Fake News é coisa do passado.

Quer dizer, notícias falsas ainda são um problema, mas a campanha para combatê-las chegou atrasada. Tinha que ter sido feita antes do golpe de 2016, e monitorada pela sociedade civil, não por corporações midiáticas e órgãos de repressão.

Na verdade, o  que eles querem fazer é implementar uma espécie de “controle de qualidade” das Fake News. Para divulgar uma notícia falsa, será preciso, doravante, seguir alguns critérios, que a nossa imprensa, experiente no tema, adotou há algum tempo. Os sites apócrifos que serão combatidos pecam por serem demasiado grosseiros. Para emplacar uma boa Fake News, é preciso sofisticação, boas fontes e, sobretudo, contar com aliados no Estado, em especial no sistema de justiça, como vimos no julgamento do mensalão e na operação Lava Jato.

O combate às Fake News, como pretende ser feito no país, sob liderança de Gilmar Mendes, e operado pela Polícia Federal, servirá para garantir o monopólio das Fake News em mãos da grande imprensa.

O Cafezinho foi fundado com objetivo primordial de combater as Fake News, por isso dizemos que, para nós, isso é coisa do passado. É importante, mas não é novidade.

A novidade é o combate às Ghost News, aquelas notícias fantasmagóricas, que a mídia até divulga às vezes, mas apenas para jogá-las de volta no fundo do lago.
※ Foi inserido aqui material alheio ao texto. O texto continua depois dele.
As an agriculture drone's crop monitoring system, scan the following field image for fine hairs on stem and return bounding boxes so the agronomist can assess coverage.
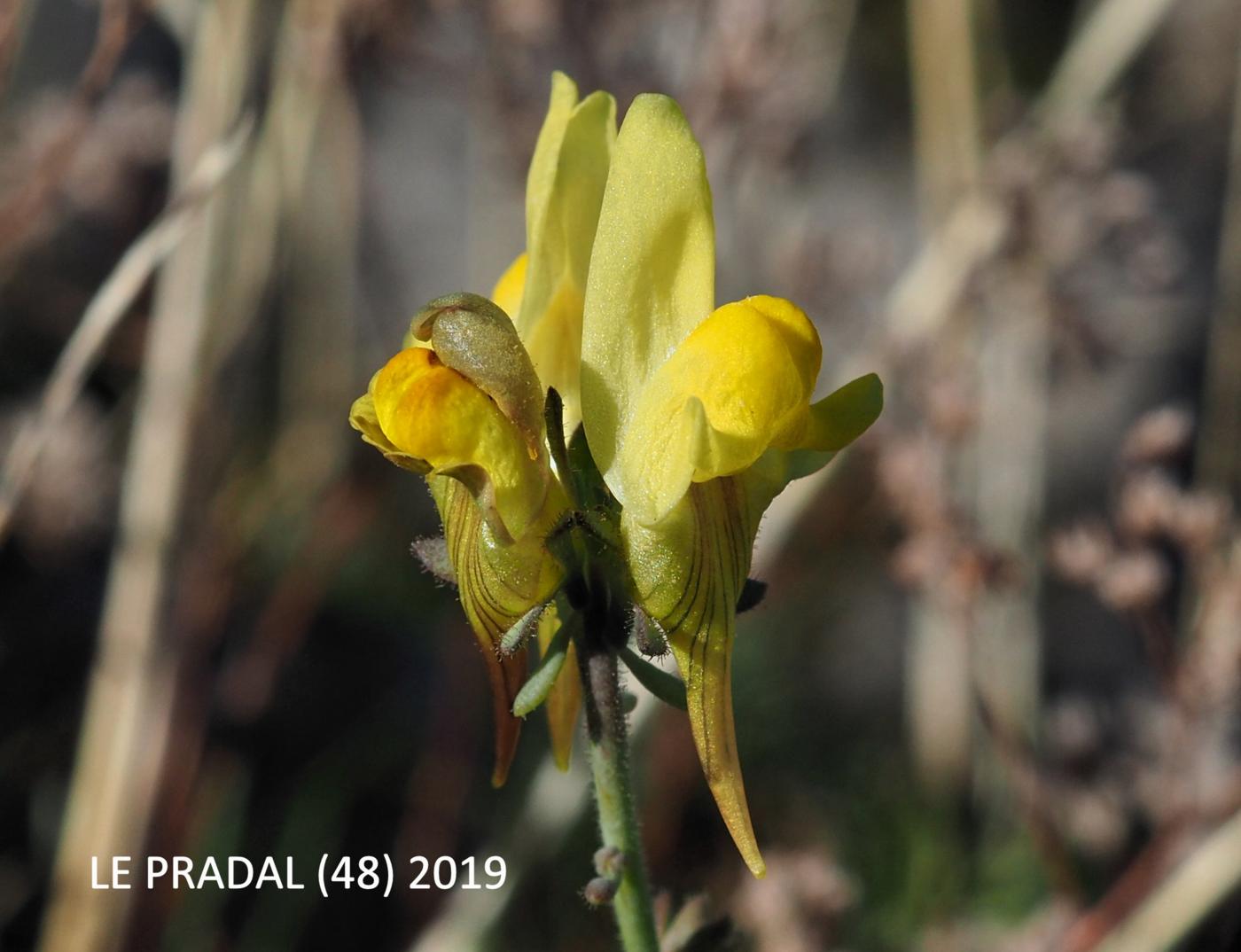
[578,610,659,952]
Nossa agência de “Ghost Checking” estreou semana passada, quando apuramos que uma das ghost news mais aterrorizantes para a classe dominante brasileira são informações sobre as conquistas sociais, tanto materiais quanto ideológicas, obtidas nos países desenvolvidos.

A maioria da população brasileira não pode saber jamais que as nações ricas tornaram-se ricas porque implementaram programas socialistas de governo, como educação e saúde públicas e gratuitas de altíssima qualidade para todos os cidadãos, impostos progressivos, sistemas públicos de comunicação, além de uma distribuição de salários e aposentadorias infinitamente mais igualitária do que se vê no Brasil.

Hoje veremos a outra face da mesma moeda. Assim como a nossa imprensa corporativa esconde de seus cidadãos o que acontece de bom lá fora, ela também se esforça para ocultar os aspectos mais sombrios da realidade brasileira.

A função principal da imprensa brasileira não é informar, ou buscar a verdade, mas ludibriar a opinião pública, de maneira a manter a população num nível de ignorância tão elevado, que sirva como obstáculo intransponível para que a sociedade se organize em busca de mudança.

Lendo o Capital no Século XXI, de Thomas Piketty, deparamo-nos com uma realidade estarrecedora: a retomada, a nível global, com muita força, de movimentos de concentração de renda.

Entretanto, o mundo ainda vai demorar muitas décadas para atingir o nível de desigualdade observado no Brasil.

Os números mostram um país sequestrado por uma elite terrivelmente egoísta, que prefere assistir seus concidadãos minguarem de fome a apoiarem políticas públicas que promovam a redistribuição de renda.

O que é mais grave, no entanto, é ver que o ódio social que está por trás do golpe de 2016, e que foi cuidadosamente cultivado pela grande mídia, foi motivado pela implementação de políticas públicas que combatiam, ainda que de maneira tímida, o problema da desigualdade.

Os números da desigualdade no Brasil são estarrecedores. Nem as épocas mais escandalosamente injustas da Europa, como na “Belle Epoque”, início do século XX, apresentou números tão cruéis.

Os últimos anos do século XIX e os primeiros anos do século XX vivem as consequências sociais da segunda revolução industrial, que empurrou, para as principais cidades europeias, milhões de camponeses miseráveis.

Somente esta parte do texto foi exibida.